Kral parlayan gözlerini merhametle kuşatmıştı sanki, gülümserken çok samimiydi ve... Bu bakışı bana eşsiz bir parçaymışım gibi hissettirdi bir an.
"Ben bunu elbette memnuniyetle karşılarım Bayan Dainty. Ve şunu biliniz, korkum sizin isteyerek diğer krallıklarla içli dışlı olmanızdır. Umarım böyle bir şey asla yaşanmaz."

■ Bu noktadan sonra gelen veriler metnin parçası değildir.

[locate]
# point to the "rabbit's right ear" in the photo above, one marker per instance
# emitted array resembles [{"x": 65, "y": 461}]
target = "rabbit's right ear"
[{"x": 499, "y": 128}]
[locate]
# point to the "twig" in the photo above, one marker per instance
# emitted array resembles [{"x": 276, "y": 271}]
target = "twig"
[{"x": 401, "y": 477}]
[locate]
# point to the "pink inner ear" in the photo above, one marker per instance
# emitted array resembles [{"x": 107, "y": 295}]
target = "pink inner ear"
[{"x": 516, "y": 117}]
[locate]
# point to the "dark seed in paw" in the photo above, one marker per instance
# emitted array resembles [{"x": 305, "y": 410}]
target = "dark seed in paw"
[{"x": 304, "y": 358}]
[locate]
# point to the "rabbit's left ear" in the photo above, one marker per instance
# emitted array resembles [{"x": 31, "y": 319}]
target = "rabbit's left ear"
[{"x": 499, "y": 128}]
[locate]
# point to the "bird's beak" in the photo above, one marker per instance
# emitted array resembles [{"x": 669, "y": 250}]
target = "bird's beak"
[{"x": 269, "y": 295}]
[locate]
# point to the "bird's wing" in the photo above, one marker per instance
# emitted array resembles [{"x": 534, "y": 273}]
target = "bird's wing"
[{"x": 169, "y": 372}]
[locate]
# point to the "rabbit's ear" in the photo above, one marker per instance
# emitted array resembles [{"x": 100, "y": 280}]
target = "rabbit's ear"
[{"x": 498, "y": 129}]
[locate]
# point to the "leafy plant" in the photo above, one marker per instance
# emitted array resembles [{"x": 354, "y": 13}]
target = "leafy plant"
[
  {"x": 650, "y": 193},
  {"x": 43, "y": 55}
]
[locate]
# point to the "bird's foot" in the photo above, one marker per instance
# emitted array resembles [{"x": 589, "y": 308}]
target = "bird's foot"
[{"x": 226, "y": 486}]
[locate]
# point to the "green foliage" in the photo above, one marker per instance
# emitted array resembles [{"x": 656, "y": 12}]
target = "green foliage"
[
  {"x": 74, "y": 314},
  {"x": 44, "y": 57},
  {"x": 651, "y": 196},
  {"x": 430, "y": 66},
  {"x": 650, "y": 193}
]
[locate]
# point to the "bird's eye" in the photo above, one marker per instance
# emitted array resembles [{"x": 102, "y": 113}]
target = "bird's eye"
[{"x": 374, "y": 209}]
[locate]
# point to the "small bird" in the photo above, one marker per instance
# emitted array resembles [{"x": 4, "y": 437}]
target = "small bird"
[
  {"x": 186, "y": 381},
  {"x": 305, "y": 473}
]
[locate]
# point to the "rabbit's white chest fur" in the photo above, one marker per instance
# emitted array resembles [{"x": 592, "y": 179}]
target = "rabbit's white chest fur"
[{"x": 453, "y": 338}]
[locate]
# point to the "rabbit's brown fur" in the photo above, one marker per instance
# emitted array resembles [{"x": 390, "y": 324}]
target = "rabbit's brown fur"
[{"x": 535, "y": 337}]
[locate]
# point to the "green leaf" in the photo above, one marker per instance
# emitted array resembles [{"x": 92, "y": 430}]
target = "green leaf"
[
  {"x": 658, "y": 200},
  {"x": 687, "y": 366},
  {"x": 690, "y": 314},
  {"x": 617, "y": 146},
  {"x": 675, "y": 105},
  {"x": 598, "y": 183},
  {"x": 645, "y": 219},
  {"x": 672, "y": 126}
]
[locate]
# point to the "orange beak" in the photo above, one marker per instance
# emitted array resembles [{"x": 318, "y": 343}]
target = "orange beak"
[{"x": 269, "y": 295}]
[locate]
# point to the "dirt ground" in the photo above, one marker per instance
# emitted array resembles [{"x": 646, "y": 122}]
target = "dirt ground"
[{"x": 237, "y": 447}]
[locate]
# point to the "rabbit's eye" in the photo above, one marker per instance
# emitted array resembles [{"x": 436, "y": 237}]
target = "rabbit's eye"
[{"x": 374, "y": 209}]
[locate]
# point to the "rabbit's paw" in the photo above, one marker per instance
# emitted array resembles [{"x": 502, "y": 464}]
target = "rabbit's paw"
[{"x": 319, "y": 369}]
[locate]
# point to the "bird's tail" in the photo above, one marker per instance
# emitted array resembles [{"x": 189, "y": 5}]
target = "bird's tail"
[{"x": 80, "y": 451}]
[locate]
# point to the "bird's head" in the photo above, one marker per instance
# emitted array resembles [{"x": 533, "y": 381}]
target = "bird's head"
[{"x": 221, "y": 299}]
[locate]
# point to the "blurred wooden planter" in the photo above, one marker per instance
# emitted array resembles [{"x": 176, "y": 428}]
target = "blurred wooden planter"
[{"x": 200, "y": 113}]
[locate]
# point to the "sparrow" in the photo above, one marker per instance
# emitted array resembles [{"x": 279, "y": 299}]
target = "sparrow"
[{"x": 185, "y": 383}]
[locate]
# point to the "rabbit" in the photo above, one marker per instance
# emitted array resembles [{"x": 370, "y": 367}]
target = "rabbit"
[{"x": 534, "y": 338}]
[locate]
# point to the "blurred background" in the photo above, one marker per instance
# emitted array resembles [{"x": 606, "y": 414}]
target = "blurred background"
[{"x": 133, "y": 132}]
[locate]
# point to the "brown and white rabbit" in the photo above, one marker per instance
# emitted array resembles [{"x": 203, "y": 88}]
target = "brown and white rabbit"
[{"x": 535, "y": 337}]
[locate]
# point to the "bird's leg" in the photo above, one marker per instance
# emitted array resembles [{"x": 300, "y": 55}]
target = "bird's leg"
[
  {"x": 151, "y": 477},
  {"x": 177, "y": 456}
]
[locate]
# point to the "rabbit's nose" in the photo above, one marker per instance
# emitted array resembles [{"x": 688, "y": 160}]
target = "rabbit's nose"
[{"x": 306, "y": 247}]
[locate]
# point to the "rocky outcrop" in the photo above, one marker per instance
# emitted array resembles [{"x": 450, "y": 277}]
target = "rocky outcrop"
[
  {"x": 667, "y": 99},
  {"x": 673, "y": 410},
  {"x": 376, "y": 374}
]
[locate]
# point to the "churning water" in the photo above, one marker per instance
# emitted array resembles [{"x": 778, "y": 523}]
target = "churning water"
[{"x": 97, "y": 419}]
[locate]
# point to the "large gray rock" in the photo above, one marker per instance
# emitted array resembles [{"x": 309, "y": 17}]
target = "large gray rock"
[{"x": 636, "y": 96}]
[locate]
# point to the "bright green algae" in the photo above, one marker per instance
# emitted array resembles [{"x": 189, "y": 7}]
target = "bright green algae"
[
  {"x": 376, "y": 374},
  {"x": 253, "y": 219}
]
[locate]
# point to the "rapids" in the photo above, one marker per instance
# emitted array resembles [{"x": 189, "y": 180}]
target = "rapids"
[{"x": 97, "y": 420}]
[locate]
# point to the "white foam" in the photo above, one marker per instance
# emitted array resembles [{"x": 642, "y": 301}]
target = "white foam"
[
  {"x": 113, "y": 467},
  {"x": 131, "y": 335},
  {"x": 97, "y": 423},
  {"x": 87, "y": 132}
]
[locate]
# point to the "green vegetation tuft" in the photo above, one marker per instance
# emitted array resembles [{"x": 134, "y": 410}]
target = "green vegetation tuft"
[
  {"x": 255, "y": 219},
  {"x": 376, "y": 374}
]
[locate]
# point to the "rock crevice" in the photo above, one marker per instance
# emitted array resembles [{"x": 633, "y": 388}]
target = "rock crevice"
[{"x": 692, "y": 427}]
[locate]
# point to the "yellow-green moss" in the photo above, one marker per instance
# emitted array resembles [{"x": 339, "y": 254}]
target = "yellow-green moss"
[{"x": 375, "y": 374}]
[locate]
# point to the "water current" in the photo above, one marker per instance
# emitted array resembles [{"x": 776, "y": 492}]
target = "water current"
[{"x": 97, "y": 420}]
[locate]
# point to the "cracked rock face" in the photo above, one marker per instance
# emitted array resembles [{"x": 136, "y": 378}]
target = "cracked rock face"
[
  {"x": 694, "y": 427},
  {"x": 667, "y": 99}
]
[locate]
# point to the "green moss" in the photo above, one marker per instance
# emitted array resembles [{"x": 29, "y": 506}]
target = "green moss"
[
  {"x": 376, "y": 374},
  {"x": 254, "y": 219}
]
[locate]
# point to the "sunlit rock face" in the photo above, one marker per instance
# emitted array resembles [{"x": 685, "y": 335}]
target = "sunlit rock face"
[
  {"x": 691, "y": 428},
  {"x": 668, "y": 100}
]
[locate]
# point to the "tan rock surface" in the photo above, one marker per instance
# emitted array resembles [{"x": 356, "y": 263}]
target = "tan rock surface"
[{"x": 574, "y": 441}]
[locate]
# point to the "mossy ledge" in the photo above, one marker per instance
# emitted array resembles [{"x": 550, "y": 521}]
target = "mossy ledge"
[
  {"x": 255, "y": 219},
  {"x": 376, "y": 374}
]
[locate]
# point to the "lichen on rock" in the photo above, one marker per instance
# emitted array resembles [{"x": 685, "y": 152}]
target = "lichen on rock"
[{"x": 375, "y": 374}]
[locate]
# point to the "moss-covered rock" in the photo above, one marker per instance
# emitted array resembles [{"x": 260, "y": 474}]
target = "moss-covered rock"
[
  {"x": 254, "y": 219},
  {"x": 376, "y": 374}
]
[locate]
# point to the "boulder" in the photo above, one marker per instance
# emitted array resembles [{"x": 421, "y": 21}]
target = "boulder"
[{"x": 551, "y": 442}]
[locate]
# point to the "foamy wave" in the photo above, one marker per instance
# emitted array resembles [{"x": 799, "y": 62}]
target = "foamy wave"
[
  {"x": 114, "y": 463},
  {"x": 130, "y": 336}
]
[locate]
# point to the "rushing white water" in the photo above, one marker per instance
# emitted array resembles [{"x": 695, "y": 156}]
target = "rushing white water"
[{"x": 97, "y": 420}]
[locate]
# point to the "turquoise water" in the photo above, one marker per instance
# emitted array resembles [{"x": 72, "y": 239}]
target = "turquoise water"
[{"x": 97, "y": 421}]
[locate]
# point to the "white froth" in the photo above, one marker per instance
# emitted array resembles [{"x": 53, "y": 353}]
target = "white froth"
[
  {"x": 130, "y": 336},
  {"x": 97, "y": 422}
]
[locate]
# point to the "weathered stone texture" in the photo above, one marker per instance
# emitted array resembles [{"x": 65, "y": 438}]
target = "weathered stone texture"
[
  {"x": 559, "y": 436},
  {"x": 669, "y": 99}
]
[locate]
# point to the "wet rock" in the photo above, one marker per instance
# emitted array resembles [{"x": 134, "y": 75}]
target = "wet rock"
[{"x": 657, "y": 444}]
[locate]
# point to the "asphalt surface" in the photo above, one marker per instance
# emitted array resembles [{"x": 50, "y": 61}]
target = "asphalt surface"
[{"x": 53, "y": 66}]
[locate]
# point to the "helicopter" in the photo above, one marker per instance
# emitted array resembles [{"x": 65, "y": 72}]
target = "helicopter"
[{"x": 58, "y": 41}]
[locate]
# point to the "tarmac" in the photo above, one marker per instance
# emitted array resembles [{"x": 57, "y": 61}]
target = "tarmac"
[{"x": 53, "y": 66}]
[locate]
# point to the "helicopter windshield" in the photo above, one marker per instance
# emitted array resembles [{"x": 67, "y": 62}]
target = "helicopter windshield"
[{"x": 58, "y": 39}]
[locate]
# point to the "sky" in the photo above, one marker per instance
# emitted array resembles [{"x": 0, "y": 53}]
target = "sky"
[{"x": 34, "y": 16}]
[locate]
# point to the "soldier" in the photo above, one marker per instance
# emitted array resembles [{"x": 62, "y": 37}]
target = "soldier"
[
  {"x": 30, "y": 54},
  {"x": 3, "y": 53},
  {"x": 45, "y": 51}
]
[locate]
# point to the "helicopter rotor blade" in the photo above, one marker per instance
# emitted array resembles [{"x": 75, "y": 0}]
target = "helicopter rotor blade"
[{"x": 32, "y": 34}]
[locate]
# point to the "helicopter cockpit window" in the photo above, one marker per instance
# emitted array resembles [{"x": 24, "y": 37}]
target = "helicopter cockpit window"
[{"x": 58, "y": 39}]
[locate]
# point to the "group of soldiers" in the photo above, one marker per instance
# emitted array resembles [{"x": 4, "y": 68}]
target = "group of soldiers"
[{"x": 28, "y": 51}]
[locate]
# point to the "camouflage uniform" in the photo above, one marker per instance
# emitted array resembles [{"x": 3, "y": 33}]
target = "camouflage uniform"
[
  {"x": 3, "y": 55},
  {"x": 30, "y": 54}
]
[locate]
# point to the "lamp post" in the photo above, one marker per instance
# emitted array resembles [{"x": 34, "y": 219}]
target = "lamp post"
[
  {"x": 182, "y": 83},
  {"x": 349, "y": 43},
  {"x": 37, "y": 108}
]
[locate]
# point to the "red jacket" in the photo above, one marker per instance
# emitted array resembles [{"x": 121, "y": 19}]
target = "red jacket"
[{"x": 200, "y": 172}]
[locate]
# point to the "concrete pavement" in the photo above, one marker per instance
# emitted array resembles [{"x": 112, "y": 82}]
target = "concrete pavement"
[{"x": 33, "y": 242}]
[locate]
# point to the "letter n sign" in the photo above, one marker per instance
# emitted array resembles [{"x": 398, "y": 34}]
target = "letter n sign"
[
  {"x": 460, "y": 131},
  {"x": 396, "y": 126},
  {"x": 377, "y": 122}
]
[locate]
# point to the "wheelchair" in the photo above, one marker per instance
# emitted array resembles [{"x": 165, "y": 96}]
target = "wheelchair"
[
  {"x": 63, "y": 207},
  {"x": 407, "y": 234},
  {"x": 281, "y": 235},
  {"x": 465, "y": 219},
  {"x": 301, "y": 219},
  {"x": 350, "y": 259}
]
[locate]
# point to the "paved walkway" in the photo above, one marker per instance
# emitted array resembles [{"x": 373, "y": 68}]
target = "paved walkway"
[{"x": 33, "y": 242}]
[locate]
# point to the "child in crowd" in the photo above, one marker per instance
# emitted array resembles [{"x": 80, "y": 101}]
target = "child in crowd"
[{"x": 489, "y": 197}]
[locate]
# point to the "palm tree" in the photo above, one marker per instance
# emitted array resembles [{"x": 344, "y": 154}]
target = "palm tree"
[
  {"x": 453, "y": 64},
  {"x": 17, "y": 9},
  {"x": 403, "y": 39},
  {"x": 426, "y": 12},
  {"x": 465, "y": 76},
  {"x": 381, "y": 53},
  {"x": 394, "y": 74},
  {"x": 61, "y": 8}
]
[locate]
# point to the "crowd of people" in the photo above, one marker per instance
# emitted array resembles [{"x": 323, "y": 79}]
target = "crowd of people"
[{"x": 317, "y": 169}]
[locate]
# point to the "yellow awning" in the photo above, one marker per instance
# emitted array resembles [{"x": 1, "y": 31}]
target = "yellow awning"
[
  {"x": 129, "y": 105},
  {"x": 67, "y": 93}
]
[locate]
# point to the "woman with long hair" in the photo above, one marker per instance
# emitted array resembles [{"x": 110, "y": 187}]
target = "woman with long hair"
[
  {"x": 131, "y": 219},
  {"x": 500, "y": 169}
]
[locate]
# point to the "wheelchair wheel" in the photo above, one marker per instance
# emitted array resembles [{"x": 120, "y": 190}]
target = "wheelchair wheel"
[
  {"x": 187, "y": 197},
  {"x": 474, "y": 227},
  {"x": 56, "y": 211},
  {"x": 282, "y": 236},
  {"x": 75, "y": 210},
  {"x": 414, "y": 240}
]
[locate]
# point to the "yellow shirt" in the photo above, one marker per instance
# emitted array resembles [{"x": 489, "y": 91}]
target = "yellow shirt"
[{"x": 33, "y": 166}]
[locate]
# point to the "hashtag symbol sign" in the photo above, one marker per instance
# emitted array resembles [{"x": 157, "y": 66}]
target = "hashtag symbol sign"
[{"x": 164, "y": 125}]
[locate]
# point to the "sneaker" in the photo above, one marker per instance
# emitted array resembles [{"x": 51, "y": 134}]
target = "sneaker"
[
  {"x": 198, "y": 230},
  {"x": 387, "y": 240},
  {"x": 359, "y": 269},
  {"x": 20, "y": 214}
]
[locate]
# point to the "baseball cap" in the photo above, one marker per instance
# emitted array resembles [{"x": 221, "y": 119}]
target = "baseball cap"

Dediklerini anlamamıştım ama yinede başımı olumlu anlamda salladım. Neden kraliyetlerle içli dışlı olayım ki? Siyasetten nefret ediyordum.
"Hemen şu an zindandan çıkacak ve size ayarlamış olduğum evde kalacaksınız. Bayan Dainty bu gece ailesiyle kalıp durum değerlendirmesi yapabilir. İyice kararlaştırınca Bayan Dainty Lorvil Krallığının vârisi olacak."
Baş selamı verip uzaklaşırken annem hiddetle bana döndü.
"Sadece bizi düşünerek kabul edemezsin! Lorvil soylularına güven olmaz..."
"Sakin ol Hazel. Zindandan çıkınca durum değerlendirmesi yapacağız, hem bu teklif kızımız içinde bir avantaj olabilir hemen reddedemeyiz."
Babam yanımıza gelirken ben tek bir şey düşünüyordum.
Artık sonuç olarak bir kraliyet mensubu olduğum için nasıl davranmalıydım?